President Trump has drawn a line in the sand much as his predecessor did and said we will never let Iran have a nuclear weapon. And with the United States having withdrawn from the Iran nuclear deal, the JCPOA, and with Iran and our European allies increasingly farther and farther apart on their conduct, and with Iran restarting centrifuges and restarting enrichment, it is not an unforeseeable moment that whether weeks or months or years from now, but quite possibly months, a team from the senior ranks of our military will go to the president and say here is a range of options that might include striking Iran. That is a fact pattern that requires Congress to provide it authorization. Yes, I recognize there are exigencies, there are there are emergencies, there are moments where the president must take action to authorize our armed forces to strike in order to defend our troops, defend our interests at home and abroad. But this entirely foreseeable scenario, one which we should all be working to avoid but which is foreseeable, is exactly why I am supporting the bipartisan resolution introduced by Senators Kaine and Lee. The United States Senate must take back its responsibility for authorizing our armed forces to protect us overseas, and we need to show clear-eyed support for our armed forces and for the path forward. President Trump, like all presidents before him, does not have the authority to wage war without consulting this Congress. And Democrats and Republicans are concerned about this administration’s apparent indifference towards Congress and its critical role in deciding matters of war and peace. The House has just passed two measures to restrict the president’s war-making powers. The Senate needs to have that same debate, that same discussion, and needs to take up and pass this resolution. This is how our system of government works best. Through respectful disagreement, through thoughtful, informed debate, and through votes in both chambers to express the will of the American people.

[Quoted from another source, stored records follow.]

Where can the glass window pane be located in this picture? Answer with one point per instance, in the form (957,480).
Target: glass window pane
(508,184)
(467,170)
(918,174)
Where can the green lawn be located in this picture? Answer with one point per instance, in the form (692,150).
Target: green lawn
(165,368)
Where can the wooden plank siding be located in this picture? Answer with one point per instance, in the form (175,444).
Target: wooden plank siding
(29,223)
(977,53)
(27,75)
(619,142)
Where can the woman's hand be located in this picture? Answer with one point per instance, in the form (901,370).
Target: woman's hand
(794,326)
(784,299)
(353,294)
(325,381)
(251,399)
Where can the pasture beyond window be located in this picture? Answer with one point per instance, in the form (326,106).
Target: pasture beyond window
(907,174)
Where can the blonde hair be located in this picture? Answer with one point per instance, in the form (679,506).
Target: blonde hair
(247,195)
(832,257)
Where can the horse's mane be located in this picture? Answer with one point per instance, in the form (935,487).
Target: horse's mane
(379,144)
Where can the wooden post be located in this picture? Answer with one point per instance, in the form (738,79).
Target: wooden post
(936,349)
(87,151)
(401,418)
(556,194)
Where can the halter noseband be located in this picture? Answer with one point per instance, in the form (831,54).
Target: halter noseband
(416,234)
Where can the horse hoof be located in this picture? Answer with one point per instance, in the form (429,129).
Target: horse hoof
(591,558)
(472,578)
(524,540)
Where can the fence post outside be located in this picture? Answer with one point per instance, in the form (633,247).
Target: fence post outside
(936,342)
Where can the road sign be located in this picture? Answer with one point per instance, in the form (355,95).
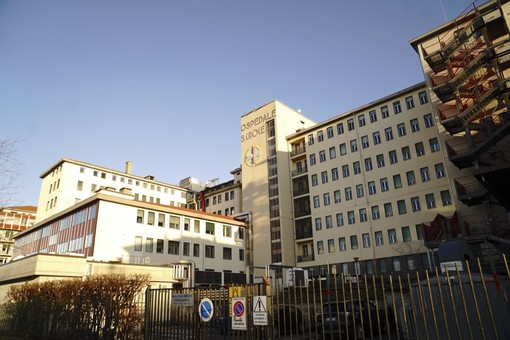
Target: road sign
(239,313)
(206,309)
(259,311)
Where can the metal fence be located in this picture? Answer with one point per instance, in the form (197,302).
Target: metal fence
(458,304)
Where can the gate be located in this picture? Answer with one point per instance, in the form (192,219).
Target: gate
(173,313)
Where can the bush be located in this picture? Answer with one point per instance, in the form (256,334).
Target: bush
(98,307)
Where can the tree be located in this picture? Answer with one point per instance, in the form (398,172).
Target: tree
(9,166)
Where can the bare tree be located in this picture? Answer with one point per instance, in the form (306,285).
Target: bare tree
(9,166)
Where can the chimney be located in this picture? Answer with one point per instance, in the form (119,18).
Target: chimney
(128,167)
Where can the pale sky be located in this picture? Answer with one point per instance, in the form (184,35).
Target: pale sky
(163,83)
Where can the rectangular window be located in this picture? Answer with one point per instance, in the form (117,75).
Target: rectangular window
(379,241)
(173,248)
(209,228)
(209,252)
(138,243)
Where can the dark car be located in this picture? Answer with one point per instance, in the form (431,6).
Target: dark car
(357,318)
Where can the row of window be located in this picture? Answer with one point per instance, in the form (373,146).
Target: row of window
(184,249)
(175,222)
(372,116)
(366,239)
(376,213)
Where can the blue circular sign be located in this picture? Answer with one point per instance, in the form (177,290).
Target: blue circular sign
(206,309)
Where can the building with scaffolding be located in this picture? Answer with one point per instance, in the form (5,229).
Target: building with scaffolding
(466,63)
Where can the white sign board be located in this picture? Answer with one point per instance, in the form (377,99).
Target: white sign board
(239,313)
(259,311)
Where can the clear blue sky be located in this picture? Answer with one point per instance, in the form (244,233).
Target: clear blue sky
(164,83)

So, let me close by saying this. To service members whom I meet in Delaware, to many more serving around the country and around the world, war should be our last resort. And if diplomacy should fail in this case or others, I will insist our administration produce a clear strategy and a mission for our troops that our service men and women can accomplish and that our Congress provides our military with the resources and authorities they need. We are blessed with a system of democratic governance that challenges us, in times when stakes are highest, to rise to the occasion and to earn our place in the history of this democratic republic. We do that by reaffirming our faith in our Constitution, including Article 1, which gives to this body the responsibility to weigh vital decisions of war and peace. With that, thank you, Madam President, I yield the floor.